Когда комендант узнал, что Масоля была сестрой милосердия, он решил определить ее на работу в лазарет на место одной старухи, которая ничего там не делала. Для старухи это было большой обидой, и она никак не могла этого простить, но вскоре ее куда-то перевели, а может, освободили. Я была рада, что Масоле дали работу, которая занимала ее время. Я же чинила одежду арестантам. Ростопчину очень забавляло, когда консул приходил с работы, подсаживался ко мне и просил чинить ему носки, снимая их по очереди и тут же надевая, при этом болтая со мной. Нитками и иголками нас снабжали Малиновские.
Первая жена Горького, Екатерина Николаевна Пешкова, заботилась об арестантах, постоянно развозя по лагерям и тюрьмам мыло, махорку, которые отдавала старостам на раздачу. Иногда устраивали рабоче-крестьянскую инспекцию лагеря. Чаще это были бабы, которые осматривали камеры. Они были довольно противные в своем пролетарском достоинстве и свысока своего «величия» снисходили до нас, презренных буржуев, демонстрируя как бы равенство и братство. Раз, помню, они появились уже после того, как сняли старого коменданта и на его место назначили молодого, еще более злобного и грубого. Арестантов стали еще хуже кормить, а ему делали котлеты из той чечевицы, которая предназначалась для супа заключенных, а нам давали только мутную воду. Когда появились три такие бабы, некоторые находились в камере, но мы настолько привыкли к этим бесполезным инспекциям, после которых ничего не менялось, что на них никто не обратил внимания, каждая из нас занималась своим делом. Я тогда что-то шила. Одна из баб спросила меня, нет ли жалоб, но когда я ей на это ничего не ответила, повторила вопрос, причем захотела узнать, нет ли жалоб на кого-то из заключенных. Я ей ответила, что все мы относимся друг к другу дружески и учтиво. Она снова поинтересовалась, нет ли жалоб. На что я, глядя на нее в упор, спросила, для чего она это спрашивает: для проформы или чтобы знать правду. Она опешила и сказала, что для последнего. Тогда я посоветовала ей попробовать нашу пищу и сравнить с комендантскими котлетами. Она ушла смущенной, но когда мы обедали, оказалось, что суп наш гуще обыкновения. Одна из баб подошла ко мне и сказала, что они пробовали обед и нашли его вполне приличным. На что я ей ответила, что в присутствии инспекции было бы глупо дать арестантам плохой суп, а себе приготовить котлеты.
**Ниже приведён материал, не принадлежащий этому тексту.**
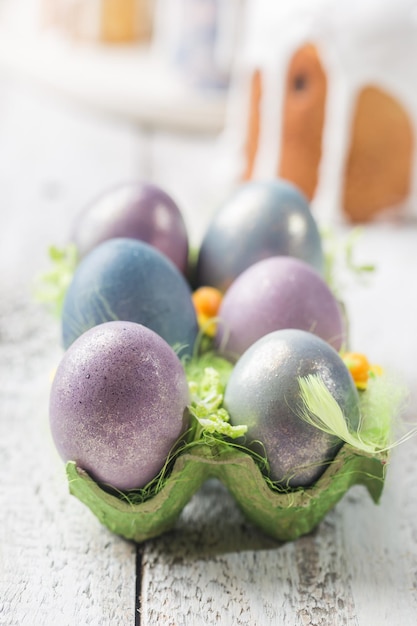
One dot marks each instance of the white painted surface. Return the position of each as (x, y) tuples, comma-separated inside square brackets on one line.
[(57, 564)]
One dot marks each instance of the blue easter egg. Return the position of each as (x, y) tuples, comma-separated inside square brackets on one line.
[(129, 280)]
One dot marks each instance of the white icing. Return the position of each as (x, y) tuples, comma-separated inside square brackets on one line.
[(360, 42)]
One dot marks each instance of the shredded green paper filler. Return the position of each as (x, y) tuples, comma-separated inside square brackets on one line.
[(211, 451)]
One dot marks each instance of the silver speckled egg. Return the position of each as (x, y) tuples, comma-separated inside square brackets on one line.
[(263, 393), (260, 219)]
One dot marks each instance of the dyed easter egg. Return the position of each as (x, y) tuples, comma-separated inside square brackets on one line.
[(129, 280), (263, 393), (276, 293), (118, 404), (261, 219), (138, 210)]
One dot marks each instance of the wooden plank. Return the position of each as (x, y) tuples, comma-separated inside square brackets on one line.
[(57, 564)]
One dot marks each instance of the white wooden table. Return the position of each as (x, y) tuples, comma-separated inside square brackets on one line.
[(58, 566)]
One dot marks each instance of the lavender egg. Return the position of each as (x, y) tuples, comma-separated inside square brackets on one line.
[(263, 393), (273, 294), (129, 280), (138, 210), (261, 219), (118, 404)]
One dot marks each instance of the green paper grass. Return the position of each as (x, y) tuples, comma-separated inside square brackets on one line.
[(51, 287), (383, 399)]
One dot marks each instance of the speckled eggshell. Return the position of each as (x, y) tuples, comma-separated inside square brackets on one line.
[(273, 294), (126, 279), (263, 393), (117, 404), (260, 219), (139, 210)]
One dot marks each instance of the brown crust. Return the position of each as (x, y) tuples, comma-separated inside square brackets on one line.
[(303, 119), (252, 137)]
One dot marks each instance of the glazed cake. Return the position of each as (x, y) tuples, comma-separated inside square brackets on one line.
[(325, 95), (106, 21)]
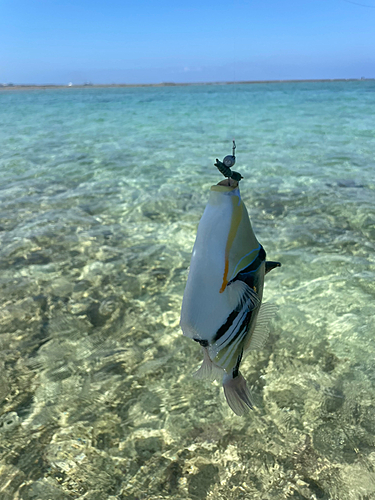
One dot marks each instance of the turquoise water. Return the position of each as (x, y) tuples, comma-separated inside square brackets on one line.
[(101, 192)]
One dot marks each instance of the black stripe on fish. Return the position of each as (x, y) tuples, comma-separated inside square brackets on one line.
[(237, 367), (225, 327)]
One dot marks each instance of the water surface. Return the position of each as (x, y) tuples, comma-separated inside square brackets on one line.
[(100, 197)]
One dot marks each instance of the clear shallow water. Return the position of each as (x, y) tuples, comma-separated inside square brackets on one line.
[(100, 196)]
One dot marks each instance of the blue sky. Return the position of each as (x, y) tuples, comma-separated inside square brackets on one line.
[(58, 41)]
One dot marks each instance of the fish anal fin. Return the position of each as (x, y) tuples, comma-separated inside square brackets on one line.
[(271, 265), (261, 331), (207, 370), (237, 394)]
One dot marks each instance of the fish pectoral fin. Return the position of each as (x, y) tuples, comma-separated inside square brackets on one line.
[(262, 327), (237, 394), (241, 294), (207, 370), (271, 265)]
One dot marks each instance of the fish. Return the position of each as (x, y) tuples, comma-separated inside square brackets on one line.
[(222, 307)]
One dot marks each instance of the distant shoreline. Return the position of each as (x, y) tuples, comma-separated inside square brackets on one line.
[(11, 86)]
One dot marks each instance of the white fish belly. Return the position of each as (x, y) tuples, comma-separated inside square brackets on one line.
[(204, 308)]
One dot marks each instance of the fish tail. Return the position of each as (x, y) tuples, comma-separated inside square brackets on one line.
[(237, 393)]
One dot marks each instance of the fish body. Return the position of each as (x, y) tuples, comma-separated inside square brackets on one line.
[(222, 305)]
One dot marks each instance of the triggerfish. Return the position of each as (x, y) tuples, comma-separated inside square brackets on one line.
[(222, 306)]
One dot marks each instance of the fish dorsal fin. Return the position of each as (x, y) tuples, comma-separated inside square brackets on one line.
[(271, 265), (260, 334), (240, 294)]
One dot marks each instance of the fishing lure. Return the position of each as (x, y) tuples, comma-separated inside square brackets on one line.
[(229, 161)]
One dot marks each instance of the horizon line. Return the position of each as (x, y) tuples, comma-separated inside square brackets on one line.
[(171, 84)]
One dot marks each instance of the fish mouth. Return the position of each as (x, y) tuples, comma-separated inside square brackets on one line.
[(225, 185)]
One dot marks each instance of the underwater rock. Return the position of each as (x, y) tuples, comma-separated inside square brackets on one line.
[(9, 421), (200, 483)]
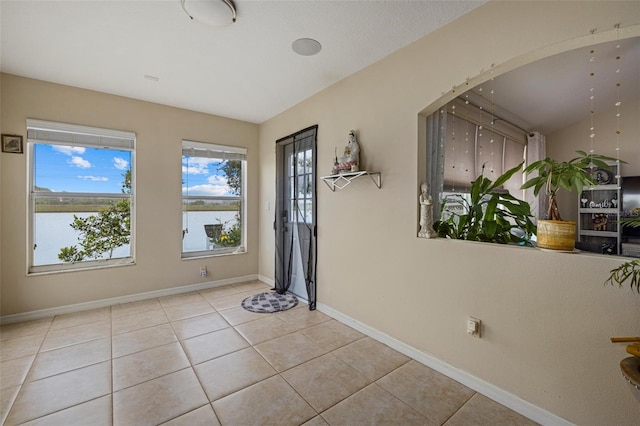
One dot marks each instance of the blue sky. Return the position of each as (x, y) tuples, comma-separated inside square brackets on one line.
[(80, 169), (202, 176)]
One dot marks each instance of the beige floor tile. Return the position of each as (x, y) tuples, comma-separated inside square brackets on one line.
[(264, 329), (227, 374), (316, 421), (189, 310), (332, 334), (325, 381), (136, 321), (14, 371), (158, 400), (252, 286), (371, 358), (480, 411), (180, 299), (134, 307), (432, 394), (20, 347), (261, 404), (212, 345), (229, 301), (302, 317), (95, 413), (238, 315), (80, 318), (201, 324), (203, 416), (214, 292), (373, 406), (288, 351), (52, 394), (70, 358), (23, 329), (142, 366), (7, 397), (140, 340), (68, 336)]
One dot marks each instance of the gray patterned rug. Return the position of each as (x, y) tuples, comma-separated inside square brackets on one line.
[(264, 303)]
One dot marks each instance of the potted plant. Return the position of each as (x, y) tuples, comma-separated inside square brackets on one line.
[(487, 214), (554, 232)]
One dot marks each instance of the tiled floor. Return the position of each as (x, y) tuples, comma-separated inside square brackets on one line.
[(200, 359)]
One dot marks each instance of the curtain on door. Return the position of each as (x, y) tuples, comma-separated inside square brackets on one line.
[(295, 220)]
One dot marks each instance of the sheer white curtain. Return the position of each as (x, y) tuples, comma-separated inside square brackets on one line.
[(536, 150)]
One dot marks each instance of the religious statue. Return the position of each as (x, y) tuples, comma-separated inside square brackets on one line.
[(350, 161), (426, 213)]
В лазарете, где работала Масоля, был довольно гнусный молодой фельдшер, хотя вполне знающий. Начальником над ним был тоже еврей, но прекрасный человек, который позже оказался в Париже, его звали, кажется, Жермундский. Меня пугало, когда за Масолей приходили ночью, чтобы делать кому-нибудь из шпаны перевязку в камере после ночных драк, так как Ганенфельд мне рассказывал, что там стоит такая брань, которую трудно себе представить, но Масоля уверяла меня, что при ней никто не ругался. Один из этих несчастных как-то сказал мне: «Да кто из нас посмеет тронуть нашу сестричку! Когда она к нам приходит, будто Ангел к нам спускается». Я была тронута до слез этим признанием огрубелого с виду человека, который кроме ругани, вероятно, ничего не слышал в жизни. В лазарете было два хроника – бывший табачный торговец, больной чахоткой, и другой, не знаю с какой болезнью, который просил давать ему уроки английского, что было трудно делать из-за отсутствия учебника. Масоля добилась, чтобы в лазарете устроили палату для женщин, которую сделали из той, где лежала Летти. Нас перевели в камеру, и мы спали на отдельных носилках, но по сравнению с жесткими досками кухонного пола нам эти узкие, похожие на гробики, ложа казались верхом удобства. В хорошую погоду мы выносили носилки во двор, ошпаривали их от клопов, которые регулярно появлялись с новой партией заключенных. Все свои пожитки мы складывали под подушки, но они иногда исчезали, так как среди арестанток были самые разные элементы.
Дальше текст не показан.